Commercial phenotypes based on big data which are in the form of images are analyzed using machine learning models to achieve diverse demands through image analysis. Similarly, the machine learning ANNs (Artificial Neural Networks) have been deployed for obtaining scrupulous phenotypic data through this image analysis technology specifically for pearl oysters and Penaeus monodon to analyze the growth data in both and pearl quality data in pearl oysters, that alludes the individuals with good genetic composition on a concerning trait (Zenger, 2019).
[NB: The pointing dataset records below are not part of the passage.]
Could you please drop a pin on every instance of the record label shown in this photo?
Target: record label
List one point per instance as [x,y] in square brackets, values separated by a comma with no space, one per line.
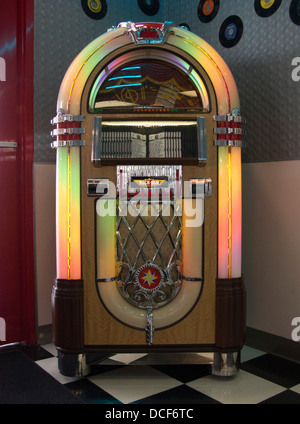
[149,9]
[208,9]
[295,12]
[95,9]
[266,8]
[231,31]
[266,4]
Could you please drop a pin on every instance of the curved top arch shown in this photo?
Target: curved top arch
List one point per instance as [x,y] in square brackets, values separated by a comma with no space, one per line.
[73,83]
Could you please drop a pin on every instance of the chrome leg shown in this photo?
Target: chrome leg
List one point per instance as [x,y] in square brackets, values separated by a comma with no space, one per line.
[73,365]
[226,364]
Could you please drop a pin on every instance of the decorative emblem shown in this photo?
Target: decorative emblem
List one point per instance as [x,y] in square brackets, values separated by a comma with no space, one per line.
[149,277]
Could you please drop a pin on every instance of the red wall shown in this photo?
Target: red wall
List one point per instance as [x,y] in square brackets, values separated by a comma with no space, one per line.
[17,292]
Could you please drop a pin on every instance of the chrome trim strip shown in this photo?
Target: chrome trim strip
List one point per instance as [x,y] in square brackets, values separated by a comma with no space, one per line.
[229,118]
[224,130]
[67,131]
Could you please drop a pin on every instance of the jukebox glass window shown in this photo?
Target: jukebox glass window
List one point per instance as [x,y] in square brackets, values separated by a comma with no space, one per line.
[166,84]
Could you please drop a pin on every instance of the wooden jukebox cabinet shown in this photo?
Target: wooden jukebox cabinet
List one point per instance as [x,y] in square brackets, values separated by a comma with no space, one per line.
[148,200]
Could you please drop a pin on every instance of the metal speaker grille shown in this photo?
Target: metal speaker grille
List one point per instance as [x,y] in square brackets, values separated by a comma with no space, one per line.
[152,237]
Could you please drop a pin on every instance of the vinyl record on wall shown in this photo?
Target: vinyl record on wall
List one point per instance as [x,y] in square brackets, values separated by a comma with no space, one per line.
[295,12]
[95,9]
[149,7]
[231,31]
[266,8]
[207,10]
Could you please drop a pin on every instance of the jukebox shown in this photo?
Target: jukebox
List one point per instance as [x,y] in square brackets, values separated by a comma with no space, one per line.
[148,135]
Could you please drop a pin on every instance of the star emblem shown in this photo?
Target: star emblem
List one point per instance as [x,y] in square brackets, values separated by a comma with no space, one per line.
[149,277]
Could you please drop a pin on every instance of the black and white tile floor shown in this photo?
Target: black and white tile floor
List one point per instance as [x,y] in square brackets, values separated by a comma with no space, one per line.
[174,379]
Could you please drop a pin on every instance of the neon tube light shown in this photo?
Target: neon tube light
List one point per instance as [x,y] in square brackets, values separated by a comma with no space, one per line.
[124,77]
[123,85]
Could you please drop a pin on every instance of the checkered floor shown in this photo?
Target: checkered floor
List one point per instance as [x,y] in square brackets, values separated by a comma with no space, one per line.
[180,379]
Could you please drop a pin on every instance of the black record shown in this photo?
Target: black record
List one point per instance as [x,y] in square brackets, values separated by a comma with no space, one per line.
[95,9]
[295,12]
[266,8]
[231,31]
[149,9]
[207,10]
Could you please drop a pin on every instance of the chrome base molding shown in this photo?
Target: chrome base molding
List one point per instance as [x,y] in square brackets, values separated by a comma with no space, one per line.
[226,364]
[73,365]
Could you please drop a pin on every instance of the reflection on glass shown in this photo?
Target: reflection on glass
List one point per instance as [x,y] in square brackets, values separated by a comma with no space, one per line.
[152,85]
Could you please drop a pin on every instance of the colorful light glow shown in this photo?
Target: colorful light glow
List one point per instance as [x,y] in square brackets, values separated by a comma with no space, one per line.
[69,99]
[68,236]
[230,213]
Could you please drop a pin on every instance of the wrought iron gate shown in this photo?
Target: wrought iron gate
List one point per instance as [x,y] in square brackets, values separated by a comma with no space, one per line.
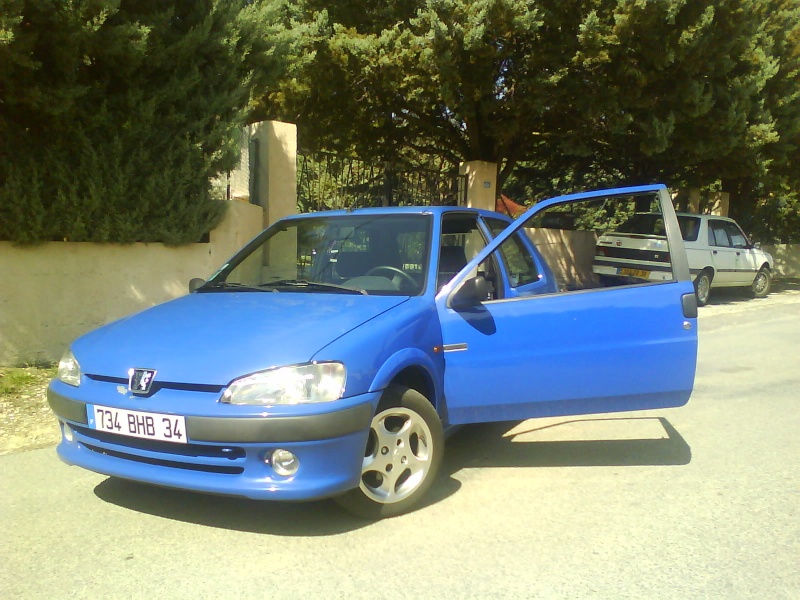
[328,181]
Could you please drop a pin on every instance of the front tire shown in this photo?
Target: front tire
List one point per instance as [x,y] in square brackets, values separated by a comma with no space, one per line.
[761,284]
[402,458]
[702,288]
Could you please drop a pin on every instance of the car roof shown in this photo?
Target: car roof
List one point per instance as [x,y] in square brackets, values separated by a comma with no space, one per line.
[404,210]
[703,216]
[695,215]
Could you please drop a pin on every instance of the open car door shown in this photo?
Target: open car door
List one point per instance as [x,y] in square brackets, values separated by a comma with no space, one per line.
[600,343]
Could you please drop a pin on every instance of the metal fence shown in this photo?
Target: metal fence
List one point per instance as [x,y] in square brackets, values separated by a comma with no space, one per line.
[329,181]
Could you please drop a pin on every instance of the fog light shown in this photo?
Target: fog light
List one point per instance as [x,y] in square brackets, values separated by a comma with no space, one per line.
[284,462]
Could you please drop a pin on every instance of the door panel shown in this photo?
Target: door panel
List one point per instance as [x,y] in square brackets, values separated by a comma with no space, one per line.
[575,353]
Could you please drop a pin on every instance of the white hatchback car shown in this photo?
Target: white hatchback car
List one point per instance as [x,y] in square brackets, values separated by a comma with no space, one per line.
[719,253]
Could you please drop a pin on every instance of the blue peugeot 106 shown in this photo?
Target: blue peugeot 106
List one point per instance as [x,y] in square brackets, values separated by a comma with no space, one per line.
[330,355]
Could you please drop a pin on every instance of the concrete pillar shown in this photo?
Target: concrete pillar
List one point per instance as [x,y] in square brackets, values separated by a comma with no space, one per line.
[481,183]
[276,172]
[718,203]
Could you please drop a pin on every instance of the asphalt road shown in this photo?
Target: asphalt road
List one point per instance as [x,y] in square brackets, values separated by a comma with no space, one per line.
[697,502]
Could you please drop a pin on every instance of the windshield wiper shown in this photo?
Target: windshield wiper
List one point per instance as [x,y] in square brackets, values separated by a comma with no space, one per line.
[220,286]
[314,285]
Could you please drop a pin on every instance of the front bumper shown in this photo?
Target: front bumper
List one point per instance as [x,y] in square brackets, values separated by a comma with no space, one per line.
[229,454]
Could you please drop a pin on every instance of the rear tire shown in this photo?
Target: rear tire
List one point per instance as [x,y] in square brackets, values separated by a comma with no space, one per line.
[402,458]
[702,288]
[761,284]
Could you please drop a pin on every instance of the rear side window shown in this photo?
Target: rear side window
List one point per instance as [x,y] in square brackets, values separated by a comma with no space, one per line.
[690,228]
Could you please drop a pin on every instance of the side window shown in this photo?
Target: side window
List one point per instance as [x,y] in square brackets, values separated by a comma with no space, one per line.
[520,266]
[460,242]
[603,242]
[719,234]
[690,228]
[737,237]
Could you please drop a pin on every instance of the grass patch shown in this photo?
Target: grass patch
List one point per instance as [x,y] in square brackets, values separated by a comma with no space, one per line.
[21,381]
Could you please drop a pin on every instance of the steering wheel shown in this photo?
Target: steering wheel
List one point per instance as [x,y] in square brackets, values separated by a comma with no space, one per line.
[404,277]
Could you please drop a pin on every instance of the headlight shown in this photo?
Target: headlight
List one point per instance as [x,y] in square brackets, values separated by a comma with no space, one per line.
[69,371]
[301,384]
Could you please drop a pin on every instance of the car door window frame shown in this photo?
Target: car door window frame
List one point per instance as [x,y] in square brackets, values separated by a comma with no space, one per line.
[680,263]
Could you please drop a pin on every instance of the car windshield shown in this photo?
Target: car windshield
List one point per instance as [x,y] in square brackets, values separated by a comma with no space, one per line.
[351,254]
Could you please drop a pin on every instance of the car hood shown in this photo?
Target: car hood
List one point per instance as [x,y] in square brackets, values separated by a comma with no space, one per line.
[213,338]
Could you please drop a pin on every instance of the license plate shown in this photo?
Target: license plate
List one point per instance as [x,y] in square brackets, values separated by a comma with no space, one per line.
[135,423]
[635,273]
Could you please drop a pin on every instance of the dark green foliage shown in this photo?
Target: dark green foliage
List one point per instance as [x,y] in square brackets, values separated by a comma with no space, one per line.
[116,114]
[562,94]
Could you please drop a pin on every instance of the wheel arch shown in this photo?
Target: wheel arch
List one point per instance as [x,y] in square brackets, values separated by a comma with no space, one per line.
[413,369]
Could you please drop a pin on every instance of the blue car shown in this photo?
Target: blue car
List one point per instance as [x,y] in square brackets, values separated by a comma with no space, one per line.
[332,354]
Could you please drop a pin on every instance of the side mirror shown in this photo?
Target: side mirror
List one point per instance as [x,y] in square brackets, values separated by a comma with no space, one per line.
[471,293]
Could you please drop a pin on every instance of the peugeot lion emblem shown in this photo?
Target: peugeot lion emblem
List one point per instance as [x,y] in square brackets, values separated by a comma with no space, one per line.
[140,380]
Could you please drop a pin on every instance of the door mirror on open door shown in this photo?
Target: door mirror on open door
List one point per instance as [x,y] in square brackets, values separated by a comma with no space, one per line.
[471,293]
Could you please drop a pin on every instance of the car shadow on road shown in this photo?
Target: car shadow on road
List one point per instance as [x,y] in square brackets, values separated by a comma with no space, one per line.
[736,295]
[529,444]
[306,519]
[494,445]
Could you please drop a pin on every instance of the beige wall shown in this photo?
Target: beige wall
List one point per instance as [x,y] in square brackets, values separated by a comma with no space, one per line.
[787,259]
[55,292]
[277,168]
[481,183]
[569,254]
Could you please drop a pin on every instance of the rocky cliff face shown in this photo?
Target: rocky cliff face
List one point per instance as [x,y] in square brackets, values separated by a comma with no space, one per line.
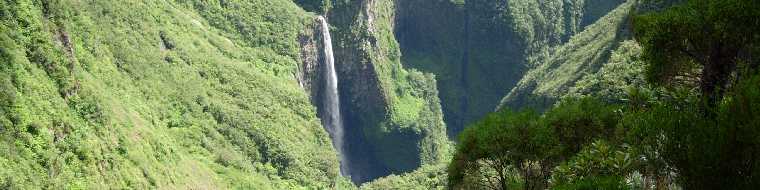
[394,57]
[478,48]
[583,55]
[392,116]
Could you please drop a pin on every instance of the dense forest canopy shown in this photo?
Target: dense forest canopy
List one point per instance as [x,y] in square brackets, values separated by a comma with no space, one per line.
[694,127]
[380,94]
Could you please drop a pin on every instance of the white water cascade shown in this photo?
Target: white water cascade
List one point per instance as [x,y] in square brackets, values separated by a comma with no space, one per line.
[331,118]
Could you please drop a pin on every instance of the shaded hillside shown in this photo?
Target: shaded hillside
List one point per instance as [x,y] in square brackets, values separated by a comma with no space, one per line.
[157,94]
[584,54]
[392,115]
[478,49]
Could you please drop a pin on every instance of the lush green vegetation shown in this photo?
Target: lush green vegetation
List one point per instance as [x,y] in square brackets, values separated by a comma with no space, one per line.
[672,132]
[181,94]
[479,49]
[576,66]
[157,94]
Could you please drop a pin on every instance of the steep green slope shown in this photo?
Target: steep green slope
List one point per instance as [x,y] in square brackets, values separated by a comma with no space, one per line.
[583,55]
[393,115]
[157,94]
[478,48]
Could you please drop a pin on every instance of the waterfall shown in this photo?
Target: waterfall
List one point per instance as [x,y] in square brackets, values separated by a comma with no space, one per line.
[331,118]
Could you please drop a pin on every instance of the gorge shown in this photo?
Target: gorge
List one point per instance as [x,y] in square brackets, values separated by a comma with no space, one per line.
[317,94]
[331,117]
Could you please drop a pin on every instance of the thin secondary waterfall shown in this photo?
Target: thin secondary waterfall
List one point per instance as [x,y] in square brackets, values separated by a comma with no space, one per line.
[331,118]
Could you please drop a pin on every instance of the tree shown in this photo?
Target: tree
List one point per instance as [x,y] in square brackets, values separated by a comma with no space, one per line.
[699,43]
[491,151]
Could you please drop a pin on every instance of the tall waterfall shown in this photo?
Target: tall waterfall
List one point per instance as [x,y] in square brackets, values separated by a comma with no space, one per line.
[331,118]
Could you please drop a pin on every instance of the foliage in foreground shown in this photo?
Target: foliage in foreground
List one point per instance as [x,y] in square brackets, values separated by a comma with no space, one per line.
[156,94]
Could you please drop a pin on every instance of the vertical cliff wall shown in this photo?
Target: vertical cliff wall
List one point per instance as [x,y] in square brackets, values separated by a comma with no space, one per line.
[392,115]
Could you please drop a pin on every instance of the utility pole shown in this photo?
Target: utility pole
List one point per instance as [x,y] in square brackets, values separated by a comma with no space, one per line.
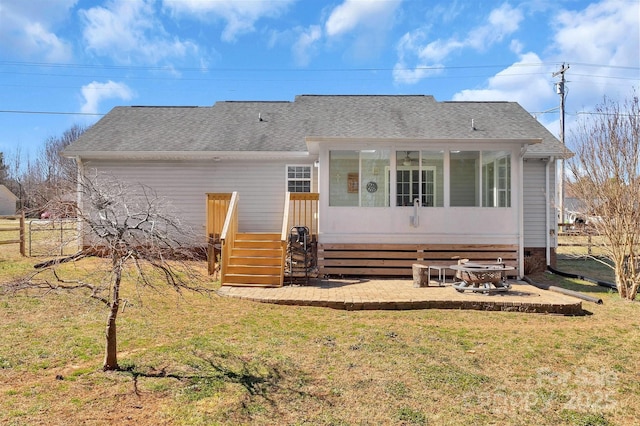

Further, the gene analysis of copepod-associated Bacteriobiomes (CABs) has been conducted using machine learning models in a metanalysis-based approach to evaluate the biogeochemical properties like methanogenesis and nitrogen fixation that can also impact mostly on aquaculture practices that involved open marine waters (Sadaiappan et al., 2021).
Even though it is slightly different from the previous applications due to its consideration on residual aquatic organisms including macroinvertebrates, bacteria, etc. living in farming water than the main species which is being cultured, the approaches as follows are also could be considered under aquaculture genetics as the impact the aquaculture practices and involve with genetic materials. The application of Supervised Machine Learning (SML) using DNA metabarcoding to evaluates the impacts on aquaculture practices on communities of micro-faunal, micro-floral and the water itself has been tried, considering bacteria and ciliates as indicator organisms in a Salmon aquafarm (Fruehe et al., 2021).
Future prospective
Aquaculture has become a crucial industry and genetics play a major role in shaping the industry without a doubt. The application of machine learning approaches is recently being applied in aquaculture genetics with an increasing trend and sooner it will uplift the industry to its next level. To facilitate the route for the revolution the machine learning approaches can further be used for genomic markers modeling, fecundity predictions, and expression fingerprinting of economically important aquaculture species by addressing proteomics and transcriptomics data (Abdelrahman et al., 2017) and for genes identifications, evolutionary genetics and population genetics suitably.
Acknowledgement
This work was also partly supported and partly supported by Institute of Information & Communications Technology Planning & Evaluation (IITP) grant funded by the Korea government (MSIT) (No. 2020-0-01441, Artificial Intelligence Convergence Research Center (Chungnam National University)) and Korea Evaluation Institute of Industrial Technology (KEIT) grant funded by the Korea government (MOTIE).